By Mar-Vic Cagurangan
Climate financing should be readily available to tap for urgent responses to weather events affecting vulnerable islands, according to Pacific island delegates to the 30th UN Climate Change Conference.
Head delegates from the Federated States of Micronesia and Tonga said that the threats of climate change outpace the mobilization of global support.
“Every year, island nations, such as ours, come to this forum with a growing list of loss and devastation,” said Jeem Lippwe, the FSM's permanent representative to the UN.
“Finance is the fuel; without it, the engine of climate ambition stalls,” Lippwe said, noting that the FSM is losing ground to erosion, while its crops are threatened by saltwater intrusion.
More than 80 nations gather in Belém, Brazil this week for COP30, where they tackle the implementation of existing climate accords and action agenda, including the fulfillment of pledges and financing goals.
“As public finance levels continue to decline, Tonga echoes the call for a renewed emphasis on grant financing, in recognition of the challenges we face in terms of our limited fiscal space,” Paula Ma’u, Tonga’s chief secretary, said during the high-level ministerial dialogue on climate.
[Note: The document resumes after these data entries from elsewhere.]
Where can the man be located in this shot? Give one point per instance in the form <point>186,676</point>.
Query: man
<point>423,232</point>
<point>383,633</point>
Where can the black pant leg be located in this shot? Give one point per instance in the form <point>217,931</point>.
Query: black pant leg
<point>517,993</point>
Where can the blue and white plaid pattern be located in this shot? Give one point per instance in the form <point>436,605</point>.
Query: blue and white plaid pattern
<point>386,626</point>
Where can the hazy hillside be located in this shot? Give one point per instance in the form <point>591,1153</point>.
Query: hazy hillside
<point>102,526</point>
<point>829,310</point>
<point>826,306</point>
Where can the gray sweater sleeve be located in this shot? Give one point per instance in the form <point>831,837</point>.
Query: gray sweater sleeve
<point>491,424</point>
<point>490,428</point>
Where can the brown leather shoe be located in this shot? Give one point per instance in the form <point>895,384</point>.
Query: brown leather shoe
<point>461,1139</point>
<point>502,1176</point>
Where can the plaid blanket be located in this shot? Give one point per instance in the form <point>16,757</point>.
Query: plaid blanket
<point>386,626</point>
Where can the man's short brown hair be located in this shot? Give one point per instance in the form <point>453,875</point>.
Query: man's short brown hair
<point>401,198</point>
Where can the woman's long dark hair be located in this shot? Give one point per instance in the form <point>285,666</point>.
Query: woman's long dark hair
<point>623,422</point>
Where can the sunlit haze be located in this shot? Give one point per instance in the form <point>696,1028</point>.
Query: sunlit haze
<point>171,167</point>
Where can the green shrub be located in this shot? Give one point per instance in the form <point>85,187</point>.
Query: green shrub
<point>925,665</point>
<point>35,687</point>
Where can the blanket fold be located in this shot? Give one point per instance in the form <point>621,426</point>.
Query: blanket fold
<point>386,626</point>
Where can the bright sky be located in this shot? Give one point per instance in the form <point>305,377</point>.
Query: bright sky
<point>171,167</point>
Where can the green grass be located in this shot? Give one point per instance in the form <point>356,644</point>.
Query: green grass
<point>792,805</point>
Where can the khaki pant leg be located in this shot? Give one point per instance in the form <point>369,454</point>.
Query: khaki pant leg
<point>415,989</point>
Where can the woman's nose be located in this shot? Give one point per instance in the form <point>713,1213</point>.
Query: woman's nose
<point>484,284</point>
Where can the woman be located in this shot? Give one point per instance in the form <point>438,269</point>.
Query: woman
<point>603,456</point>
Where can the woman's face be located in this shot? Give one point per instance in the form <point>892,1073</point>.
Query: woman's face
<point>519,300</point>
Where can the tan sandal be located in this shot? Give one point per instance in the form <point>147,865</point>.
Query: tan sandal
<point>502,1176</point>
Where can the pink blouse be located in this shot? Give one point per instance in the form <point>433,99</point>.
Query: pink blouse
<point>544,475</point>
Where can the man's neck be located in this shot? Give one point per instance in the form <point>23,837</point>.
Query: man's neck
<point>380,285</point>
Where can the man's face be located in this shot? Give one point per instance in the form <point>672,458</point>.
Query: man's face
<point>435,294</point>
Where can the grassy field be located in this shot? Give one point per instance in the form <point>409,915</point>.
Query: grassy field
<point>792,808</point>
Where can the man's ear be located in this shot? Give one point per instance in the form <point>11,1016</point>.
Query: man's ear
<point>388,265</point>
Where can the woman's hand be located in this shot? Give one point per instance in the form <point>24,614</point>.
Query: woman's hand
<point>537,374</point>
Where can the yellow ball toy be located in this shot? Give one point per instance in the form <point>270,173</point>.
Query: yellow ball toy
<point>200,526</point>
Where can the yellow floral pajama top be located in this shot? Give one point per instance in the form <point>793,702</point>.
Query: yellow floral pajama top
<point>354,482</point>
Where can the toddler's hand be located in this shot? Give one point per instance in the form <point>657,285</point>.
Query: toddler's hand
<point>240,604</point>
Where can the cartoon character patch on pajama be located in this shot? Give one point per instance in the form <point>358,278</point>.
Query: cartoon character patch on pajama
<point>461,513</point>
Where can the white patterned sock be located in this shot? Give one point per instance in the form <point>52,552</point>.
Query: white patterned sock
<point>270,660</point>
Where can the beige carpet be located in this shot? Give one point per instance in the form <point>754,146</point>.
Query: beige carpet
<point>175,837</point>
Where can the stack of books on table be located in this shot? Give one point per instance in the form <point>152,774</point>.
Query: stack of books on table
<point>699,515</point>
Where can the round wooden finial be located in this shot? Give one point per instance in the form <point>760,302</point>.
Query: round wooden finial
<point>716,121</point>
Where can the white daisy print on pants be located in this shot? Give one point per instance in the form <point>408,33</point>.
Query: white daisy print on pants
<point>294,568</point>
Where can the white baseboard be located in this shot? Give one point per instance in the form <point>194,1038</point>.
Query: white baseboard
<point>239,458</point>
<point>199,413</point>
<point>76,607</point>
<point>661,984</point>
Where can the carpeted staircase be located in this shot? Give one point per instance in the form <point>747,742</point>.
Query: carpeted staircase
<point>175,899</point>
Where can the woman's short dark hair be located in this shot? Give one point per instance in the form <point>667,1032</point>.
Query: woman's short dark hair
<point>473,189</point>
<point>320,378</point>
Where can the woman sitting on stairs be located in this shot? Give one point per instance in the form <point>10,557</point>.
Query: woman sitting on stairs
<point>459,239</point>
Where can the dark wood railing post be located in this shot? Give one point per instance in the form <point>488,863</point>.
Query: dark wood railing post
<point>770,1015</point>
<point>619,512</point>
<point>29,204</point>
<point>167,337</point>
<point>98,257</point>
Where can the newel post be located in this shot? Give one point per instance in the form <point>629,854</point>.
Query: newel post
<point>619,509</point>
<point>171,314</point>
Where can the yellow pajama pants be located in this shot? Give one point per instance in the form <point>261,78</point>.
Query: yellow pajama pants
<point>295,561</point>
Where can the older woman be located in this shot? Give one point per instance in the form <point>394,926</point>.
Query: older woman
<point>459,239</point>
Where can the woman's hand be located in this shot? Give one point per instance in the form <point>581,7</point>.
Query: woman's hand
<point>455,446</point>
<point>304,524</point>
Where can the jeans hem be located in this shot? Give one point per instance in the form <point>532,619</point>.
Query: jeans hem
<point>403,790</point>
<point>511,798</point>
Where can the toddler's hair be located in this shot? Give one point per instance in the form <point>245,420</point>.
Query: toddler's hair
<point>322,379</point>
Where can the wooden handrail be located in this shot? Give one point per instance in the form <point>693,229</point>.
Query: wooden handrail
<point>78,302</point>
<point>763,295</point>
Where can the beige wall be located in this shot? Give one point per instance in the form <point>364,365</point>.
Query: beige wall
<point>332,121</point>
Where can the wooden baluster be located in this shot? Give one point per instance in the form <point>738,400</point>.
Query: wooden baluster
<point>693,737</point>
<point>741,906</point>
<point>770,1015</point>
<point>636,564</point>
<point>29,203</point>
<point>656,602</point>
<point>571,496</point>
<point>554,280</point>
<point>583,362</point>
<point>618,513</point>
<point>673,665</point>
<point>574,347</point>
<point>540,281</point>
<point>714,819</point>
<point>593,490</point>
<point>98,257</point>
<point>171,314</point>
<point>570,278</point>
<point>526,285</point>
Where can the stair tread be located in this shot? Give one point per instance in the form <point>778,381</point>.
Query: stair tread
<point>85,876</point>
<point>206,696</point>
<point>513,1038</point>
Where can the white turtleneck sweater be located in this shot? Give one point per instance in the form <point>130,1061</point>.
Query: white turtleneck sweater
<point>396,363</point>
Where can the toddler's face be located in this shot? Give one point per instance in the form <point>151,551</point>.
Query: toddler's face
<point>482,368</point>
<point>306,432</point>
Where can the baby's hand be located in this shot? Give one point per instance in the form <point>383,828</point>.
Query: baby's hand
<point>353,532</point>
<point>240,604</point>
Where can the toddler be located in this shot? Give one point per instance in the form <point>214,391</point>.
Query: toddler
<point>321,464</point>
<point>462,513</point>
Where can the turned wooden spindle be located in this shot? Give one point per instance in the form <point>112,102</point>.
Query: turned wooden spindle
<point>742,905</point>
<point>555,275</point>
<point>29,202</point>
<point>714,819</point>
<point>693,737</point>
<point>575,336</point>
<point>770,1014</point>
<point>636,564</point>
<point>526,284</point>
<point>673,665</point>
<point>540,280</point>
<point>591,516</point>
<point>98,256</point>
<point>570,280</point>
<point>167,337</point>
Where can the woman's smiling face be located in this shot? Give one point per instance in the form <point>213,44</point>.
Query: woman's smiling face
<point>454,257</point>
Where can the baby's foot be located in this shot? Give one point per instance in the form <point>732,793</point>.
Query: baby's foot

“On loss and damage, we stress that relevant financial instruments must go beyond slow-onset event responses,” Ma’u said.
He stressed an urgent need for "predictable, pre-arranged and readily accessible finance for sudden-onset extreme weather events" outside of the scope of formal projects.
“Such finance should be fast-disbursing and designed with the realities of (small island developing states) like Tonga in mind, including through the use of parametric and contingency-based mechanisms,” Ma'u said.

Earlier this month, Azerbaijan’s COP29 and Brazil’s COP30 Presidencies unveiled the “Baku to Belém Roadmap,” a blueprint to mobilize at least US$1.3 trillion a year in climate finance for developing countries by 2035.
Mukhtar Babayev and André Corrêa do Lago, COP presidents, noted that the target is within reach, but will require significant effort from traditional sources as well as the development of new and innovative financial mechanisms.
Progress toward the new finance goal must drive the next leap in implementing the commitments already made, they said.
While welcoming the launch of the Baku to Belem Roadmap, Ma’u raised concerns about its focus on scaling up private finance, noting that blended
finance has had limited success in mobilizing capital at the scale and speed required.
Lippwe, for his part, said the FSM, like other small island states, has been drawing on scarce domestic resources to address climate-related threats because the promised global community support a decade ago moves at a snail's pace.
The Baku to Belem Roadmap seeks to develop concrete financing pathways to hit the $1.3 trillion goal by 2035, advising developed countries to work together on a delivery plan and to share their intended contributions.